Cumhuriyet ve Sözcü gazeteleri dün, Çanakkale Zaferi'nin yıldönümünde Diyanet hutbesinde Atatürk'ün anılmamasını eleştiren manşetlerle çıktı. Cumhuriyet Gazetesi'nin dünkü manşet haberinde “Diyanet İşleri Başkanlığı, 18 Mart Çanakkale Deniz Zaferi ve Şehitleri Anma Günü’ne denk gelen hutbesinde Çanakkale Zaferi’nin mimarı ulu önder Atatürk’e yer vermedi.” ifadelerini kullandı. Sözcü Gazetesi de benzer iddiayı tekrarlayarak “Atatürk’ü anmayan Diyanet’i kınıyoruz. Hakkımızı helal etmiyoruz.” başlığıyla çıktı.

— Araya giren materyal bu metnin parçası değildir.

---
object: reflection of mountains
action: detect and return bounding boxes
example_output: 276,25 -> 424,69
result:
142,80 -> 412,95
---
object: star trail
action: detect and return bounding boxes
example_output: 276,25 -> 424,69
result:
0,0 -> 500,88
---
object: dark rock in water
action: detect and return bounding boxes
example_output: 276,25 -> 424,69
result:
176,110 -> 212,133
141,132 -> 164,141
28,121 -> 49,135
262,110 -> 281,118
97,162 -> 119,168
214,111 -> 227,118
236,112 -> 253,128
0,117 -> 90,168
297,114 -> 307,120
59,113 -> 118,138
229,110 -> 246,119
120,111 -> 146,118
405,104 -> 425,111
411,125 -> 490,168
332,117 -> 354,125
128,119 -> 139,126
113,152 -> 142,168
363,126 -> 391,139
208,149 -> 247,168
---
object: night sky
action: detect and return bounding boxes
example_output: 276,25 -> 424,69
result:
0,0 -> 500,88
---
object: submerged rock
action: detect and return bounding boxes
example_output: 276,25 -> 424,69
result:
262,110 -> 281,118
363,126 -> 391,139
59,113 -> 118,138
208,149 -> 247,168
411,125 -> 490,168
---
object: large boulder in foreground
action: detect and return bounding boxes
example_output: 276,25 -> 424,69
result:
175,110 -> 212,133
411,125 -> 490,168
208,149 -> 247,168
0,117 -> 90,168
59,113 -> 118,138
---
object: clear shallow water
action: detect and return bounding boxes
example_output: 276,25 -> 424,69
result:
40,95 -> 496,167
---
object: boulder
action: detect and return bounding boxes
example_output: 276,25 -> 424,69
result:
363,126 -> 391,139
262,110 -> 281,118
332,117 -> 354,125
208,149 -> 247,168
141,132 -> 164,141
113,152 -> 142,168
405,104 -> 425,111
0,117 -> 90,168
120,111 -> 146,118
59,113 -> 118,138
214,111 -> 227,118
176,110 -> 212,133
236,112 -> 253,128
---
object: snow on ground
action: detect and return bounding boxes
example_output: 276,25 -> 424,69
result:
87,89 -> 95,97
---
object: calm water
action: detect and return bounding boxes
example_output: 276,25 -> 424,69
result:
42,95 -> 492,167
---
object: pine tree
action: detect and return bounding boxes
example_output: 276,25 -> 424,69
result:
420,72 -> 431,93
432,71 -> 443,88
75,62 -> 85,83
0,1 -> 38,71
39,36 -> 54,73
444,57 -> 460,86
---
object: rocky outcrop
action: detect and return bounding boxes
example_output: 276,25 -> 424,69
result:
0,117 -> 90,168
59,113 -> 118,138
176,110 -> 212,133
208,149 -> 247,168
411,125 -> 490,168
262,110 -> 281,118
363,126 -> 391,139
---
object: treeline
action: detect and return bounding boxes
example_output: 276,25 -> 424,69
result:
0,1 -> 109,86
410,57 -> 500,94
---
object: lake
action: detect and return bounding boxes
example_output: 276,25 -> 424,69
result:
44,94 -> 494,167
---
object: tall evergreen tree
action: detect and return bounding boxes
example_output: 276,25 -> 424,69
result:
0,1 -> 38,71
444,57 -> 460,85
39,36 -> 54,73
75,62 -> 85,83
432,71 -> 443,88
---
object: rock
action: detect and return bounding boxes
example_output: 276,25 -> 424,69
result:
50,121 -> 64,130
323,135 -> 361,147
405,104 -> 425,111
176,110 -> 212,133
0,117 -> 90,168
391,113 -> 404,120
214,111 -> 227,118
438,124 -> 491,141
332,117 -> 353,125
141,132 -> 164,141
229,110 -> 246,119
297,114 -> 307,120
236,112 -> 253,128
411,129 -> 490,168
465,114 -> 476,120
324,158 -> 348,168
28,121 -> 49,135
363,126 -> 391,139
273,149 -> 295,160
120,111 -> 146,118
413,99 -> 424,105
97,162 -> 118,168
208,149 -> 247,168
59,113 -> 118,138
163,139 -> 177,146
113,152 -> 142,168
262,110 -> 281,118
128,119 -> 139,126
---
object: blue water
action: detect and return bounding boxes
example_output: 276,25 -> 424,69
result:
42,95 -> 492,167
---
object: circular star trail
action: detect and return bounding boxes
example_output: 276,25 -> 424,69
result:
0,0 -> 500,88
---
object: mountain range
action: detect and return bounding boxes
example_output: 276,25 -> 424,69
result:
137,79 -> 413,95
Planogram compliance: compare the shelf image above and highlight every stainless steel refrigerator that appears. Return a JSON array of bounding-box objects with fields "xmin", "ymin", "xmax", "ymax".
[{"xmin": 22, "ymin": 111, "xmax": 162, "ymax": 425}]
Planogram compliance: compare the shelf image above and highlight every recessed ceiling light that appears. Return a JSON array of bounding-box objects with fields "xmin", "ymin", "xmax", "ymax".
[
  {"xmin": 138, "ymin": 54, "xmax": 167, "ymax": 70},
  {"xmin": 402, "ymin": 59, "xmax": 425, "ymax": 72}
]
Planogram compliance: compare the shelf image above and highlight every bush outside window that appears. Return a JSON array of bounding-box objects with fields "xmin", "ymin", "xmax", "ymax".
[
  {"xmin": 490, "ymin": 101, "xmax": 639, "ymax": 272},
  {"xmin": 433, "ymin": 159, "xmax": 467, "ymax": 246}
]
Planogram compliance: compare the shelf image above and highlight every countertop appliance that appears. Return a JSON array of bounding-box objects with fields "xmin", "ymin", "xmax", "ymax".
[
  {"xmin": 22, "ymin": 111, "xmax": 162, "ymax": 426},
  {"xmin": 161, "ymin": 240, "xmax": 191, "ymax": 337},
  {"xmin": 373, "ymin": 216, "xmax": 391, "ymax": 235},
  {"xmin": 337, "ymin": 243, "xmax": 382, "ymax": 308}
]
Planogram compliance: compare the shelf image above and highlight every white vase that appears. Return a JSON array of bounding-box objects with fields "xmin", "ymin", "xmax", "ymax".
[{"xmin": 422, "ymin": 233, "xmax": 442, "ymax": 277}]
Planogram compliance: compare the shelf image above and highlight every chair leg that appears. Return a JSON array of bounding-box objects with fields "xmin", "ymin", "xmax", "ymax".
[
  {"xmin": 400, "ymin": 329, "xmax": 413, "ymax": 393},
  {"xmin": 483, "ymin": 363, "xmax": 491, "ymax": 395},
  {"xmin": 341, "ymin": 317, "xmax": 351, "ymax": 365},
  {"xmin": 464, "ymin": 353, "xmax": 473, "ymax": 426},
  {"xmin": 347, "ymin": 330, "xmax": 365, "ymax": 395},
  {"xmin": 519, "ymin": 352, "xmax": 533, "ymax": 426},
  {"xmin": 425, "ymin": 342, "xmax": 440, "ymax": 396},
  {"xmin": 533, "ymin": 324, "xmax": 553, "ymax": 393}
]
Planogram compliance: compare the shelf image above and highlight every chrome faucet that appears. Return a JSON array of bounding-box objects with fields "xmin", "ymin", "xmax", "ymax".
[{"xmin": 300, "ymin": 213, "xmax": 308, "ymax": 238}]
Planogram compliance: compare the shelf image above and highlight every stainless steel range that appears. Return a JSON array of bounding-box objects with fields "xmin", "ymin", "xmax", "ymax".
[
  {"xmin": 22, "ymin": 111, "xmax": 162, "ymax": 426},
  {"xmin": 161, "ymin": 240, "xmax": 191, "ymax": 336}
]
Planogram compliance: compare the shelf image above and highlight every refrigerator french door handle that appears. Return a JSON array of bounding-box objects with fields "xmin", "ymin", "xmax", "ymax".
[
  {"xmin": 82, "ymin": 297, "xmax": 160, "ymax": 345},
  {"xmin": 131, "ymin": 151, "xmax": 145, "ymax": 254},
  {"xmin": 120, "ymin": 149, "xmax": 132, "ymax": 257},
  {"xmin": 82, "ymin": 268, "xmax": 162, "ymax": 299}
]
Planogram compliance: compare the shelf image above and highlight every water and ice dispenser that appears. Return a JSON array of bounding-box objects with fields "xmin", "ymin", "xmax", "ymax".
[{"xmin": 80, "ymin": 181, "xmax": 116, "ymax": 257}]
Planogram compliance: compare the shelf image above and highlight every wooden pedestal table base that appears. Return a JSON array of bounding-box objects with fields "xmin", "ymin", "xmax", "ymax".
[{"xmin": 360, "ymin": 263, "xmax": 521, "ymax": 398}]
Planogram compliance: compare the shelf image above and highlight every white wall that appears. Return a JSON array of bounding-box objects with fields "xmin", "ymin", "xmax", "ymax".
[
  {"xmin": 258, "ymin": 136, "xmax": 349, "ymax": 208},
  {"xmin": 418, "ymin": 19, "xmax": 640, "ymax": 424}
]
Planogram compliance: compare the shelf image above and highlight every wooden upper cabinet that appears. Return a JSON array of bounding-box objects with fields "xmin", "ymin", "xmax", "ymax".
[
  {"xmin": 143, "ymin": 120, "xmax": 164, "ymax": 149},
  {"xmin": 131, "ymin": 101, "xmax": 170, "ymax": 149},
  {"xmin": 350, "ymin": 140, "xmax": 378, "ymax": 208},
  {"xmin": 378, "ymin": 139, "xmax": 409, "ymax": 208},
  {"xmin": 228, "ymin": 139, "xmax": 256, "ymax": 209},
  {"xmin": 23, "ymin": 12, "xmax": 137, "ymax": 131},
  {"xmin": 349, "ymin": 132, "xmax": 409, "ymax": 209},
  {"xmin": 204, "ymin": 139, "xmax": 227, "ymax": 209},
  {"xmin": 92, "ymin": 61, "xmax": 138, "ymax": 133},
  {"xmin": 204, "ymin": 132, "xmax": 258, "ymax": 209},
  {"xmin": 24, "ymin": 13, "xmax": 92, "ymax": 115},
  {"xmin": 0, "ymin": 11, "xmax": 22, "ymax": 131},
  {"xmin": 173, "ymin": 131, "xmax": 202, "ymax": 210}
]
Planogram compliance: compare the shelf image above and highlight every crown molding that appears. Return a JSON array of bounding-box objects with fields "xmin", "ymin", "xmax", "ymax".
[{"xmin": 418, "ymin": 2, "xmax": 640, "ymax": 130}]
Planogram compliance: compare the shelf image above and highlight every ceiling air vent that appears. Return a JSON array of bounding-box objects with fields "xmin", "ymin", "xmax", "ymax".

Oysa Diyanet İşleri Başkanı Prof. Dr. Ali Erbaş, Çanakkale Deniz Zaferi’nin 107. yıl dönümü nedeniyle yapılan törende ve daha sonra şehit aileleri ve gaziler onuruna düzenlenen yemek programındaki konuşmasında, Atatürk ismini andı ve dua etti. Erbaş “Çanakkale destanını yazan başta Anafartalar Komutanı Gazi Mustafa Kemal Atatürk olmak üzere bütün gazilerimizin, şehitlerimizin, ülkemizin bu günlere gelmesinde emekleri, kanları ve canlıları var. O yüzden bizler onlara layık torunlar olmalıyız.” dedi.
BAKANLAR KURULU KARARI
Hutbelerde isim anılmasına karşı bizzat Atatürk’ün imzaladığı kararname olduğu ortaya çıktı. Belgenin tarihi 5 Mart 1924. Yani Hilafetin kaldırılması, Diyanet İşleri Başkanlığının kurulması ve Eğitim Birliğinin sağlanması kanunlarının çıkarılmasından iki gün sonra… Cumhurbaşkanı Mustafa Kemal Paşa’nın bizzat imzaladığı 316 numaralı Bakanlar Kurulu Kararında şu ifadelere yer veriliyor: “Badema hutbelerde isim zikr edilmeksizin 'millet ve cumhuriyetin selamet ve saadetine' dua edilmesi takarrur etmiş (karar verilmiş) ve bu kararın bilcümle vilayete tebliği dâhiliye vekâletine havale edilmiştir.”
DEVRİM KANUNLARINA UYGUN
Duaların ‘millet ve Cumhuriyet’in selameti için yapılmasına ilişkin isteğin gerekçesine de hilafeti kaldıran yasal düzenlemede rastlanıyor. İlgili yasanın birinci maddesinde “halifeliğin hükümet, Cumhuriyet, yani TBMM’nin anlam ve kavramı içinde zaten saklı olduğu” belirtiliyor. Ayrıca Osmanlı dönemindeki uygulamalarda hutbelerde ve özel günlerde Padişah ismi zikredilerek dua edilir ve “Padişahım çok yaşa” denilirdi. Saltanatı kaldıran Cumhuriyet yönetiminin, Diyanet hutbelerinde Cumhurbaşkanının isminin anılmamasını istemesi ve bu konuda açık bir şekilde Kararname yayımlaması Devrim Kanunlarına da uygun bir tutum! Daha da önemlisi Atatürk’ün kişiliğine de uygun.
Genel Sekreter Hasan Rıza Soyak’ın anılarında belirttiğine göre Atatürk, “Atatürk Devrimleri” denmesine de “Türk Devrimi deyin” diye karşı çıktığını aktarır. Buna ilişkin bir örnek de Atatürk’ün yurt gezileri sırasında yaşanır. Bir vatandaş Atatürk’e hitaben “Ey yüce Gazi, sen olmasaydın bu mucize gerçekleşmezdi” der. Sözü alan Atatürk, “Mucize dediğiniz şeyi birlikte yapmadık mı?” diyerek tarihi bir gerçekliği de ortaya koyar ve yapılanları şahsına bağlanmamasını ister. Çünkü o kendi deyimiyle “Ben Türk milletinin hayallerini gerçekleştirdim” diyen bir devrimcidir.